Only one band has ever made me a violent. I don’t mosh at concerts and I’m not about to get in a passionate argument about Jim Morrison’s impact on rock and roll. I may have 3,422 songs on Itunes (add 14 to that when I import the best of Alphaville album), but I’d say I’m mostly a casual music fan except for one band.
In junior year, I punched my dorm room wall because of Muse.
This British alt rock band infuriated me. It was an anger I had never felt before and it was all because they cancelled their concert at the Glens Falls Civic Center, about five minutes from where my parents live. The tickets, dated for some day March 2007, rested on my desk and I would have ripped them up if they weren’t needed for the refund.
I adore Muse. I love them. Their music, like no other band, is perfection to my ears. Their fusion of electronica, face-melting riffs, classical music and similar-but-more-coherent-than-Radiohead vocals can make me head bang, listen contemplatively and sing along all at once. I don’t even care the lead singer, Matthew Bellamy, believes 9/11 was a conspiracy perpetrated by the U.S. government. When you’re music is that good you can believe whatever the hell you want.
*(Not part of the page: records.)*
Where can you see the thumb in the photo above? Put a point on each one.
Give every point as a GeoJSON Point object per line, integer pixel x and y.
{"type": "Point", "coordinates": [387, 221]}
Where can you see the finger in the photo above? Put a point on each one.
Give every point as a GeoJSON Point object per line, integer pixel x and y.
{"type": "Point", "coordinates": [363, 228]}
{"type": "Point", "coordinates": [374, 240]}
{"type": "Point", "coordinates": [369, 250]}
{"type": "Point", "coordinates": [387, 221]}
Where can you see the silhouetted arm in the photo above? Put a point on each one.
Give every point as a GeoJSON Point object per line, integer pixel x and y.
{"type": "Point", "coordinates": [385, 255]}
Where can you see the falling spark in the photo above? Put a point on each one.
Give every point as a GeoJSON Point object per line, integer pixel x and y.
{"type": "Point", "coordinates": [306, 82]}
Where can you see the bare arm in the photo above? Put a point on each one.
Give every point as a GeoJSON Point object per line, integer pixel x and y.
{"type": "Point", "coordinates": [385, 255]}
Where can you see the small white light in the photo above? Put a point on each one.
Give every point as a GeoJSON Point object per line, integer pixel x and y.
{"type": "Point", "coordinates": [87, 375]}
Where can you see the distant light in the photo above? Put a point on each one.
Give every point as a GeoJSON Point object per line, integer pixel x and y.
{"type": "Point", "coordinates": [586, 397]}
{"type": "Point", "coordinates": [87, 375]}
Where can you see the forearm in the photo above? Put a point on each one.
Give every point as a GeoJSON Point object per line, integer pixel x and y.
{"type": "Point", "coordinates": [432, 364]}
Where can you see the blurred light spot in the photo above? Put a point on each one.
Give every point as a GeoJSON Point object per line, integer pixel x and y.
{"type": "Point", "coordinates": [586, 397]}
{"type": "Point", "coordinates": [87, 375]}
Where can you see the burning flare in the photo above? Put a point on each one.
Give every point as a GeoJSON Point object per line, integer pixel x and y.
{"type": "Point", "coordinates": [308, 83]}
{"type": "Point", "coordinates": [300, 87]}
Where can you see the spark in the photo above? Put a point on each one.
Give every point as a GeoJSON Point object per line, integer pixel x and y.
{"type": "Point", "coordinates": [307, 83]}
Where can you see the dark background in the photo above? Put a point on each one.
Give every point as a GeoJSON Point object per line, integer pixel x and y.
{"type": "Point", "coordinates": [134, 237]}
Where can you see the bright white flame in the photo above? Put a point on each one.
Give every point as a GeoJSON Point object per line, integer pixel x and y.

Muse and I have an lengthy, mostly negative, history. They cancelled the Glens Falls concert after all the roadies came down with a nasty bout of (alleged) food poisoning in 2007. In December 2007, they cancelled another concert that I was planning to see while studying in Bangkok. One time, however, the show went on. It was heavenly. It was delightful. I know it’s clichéd, but it was unforgettable. It was also in Poland and I was jetlagged out of my mind.
I made it into the Gdynia, on the outskirts of the Baltic city G’Dansk on June 30. It was day two of the Heineken Open’er Fest and I met up with a trio of British guys also there for the show inside the hostel. We arrived too late to see Groove Armada and got there just as the Beastie Boys were on the stage. The Beasties, one of my all-time favorite groups since about second grade, were doing their thing I didn’t even care. I just wanted Muse to play.
Everything was a blur when Muse went on and I don’t think it was because I was drinking heavily. I was euphoric from the opening song (Time is Running Out, I think) to the last (Knights of Cydonia). I have a journal somewhere which documents the night in detail. I can't seem to find it.
I stayed up for 24 more hours after Muse finished up at about 1 a.m. The adrenaline was flowing as the guys and I went to the nearby club until 6 a.m. I was covered in mud when we made it back to the hostel. I only had time to shower until I had to catch my train. I stayed up for the entire five hour ride, although not by choice. The seats were crowded and as soon as I’d nod off, I’d accidentally lean over on the lady next to me. She was not amused and glared often.
I haven’t been to a concert as good since then, but as much as I love Muse, I’m tapering my expectations for next Friday. The seats, while decent, can’t be better than being on the ground level. I already lost my Muse virginity, so the second time probably won’t be such a religious experience. While I’m excited to see them, it’s not the same giddiness I felt the first time. Still, maybe it’ll be better than that night in Poland. All I know is that the beer ($2 in Poland) won’t be quite as cheap in the Garden.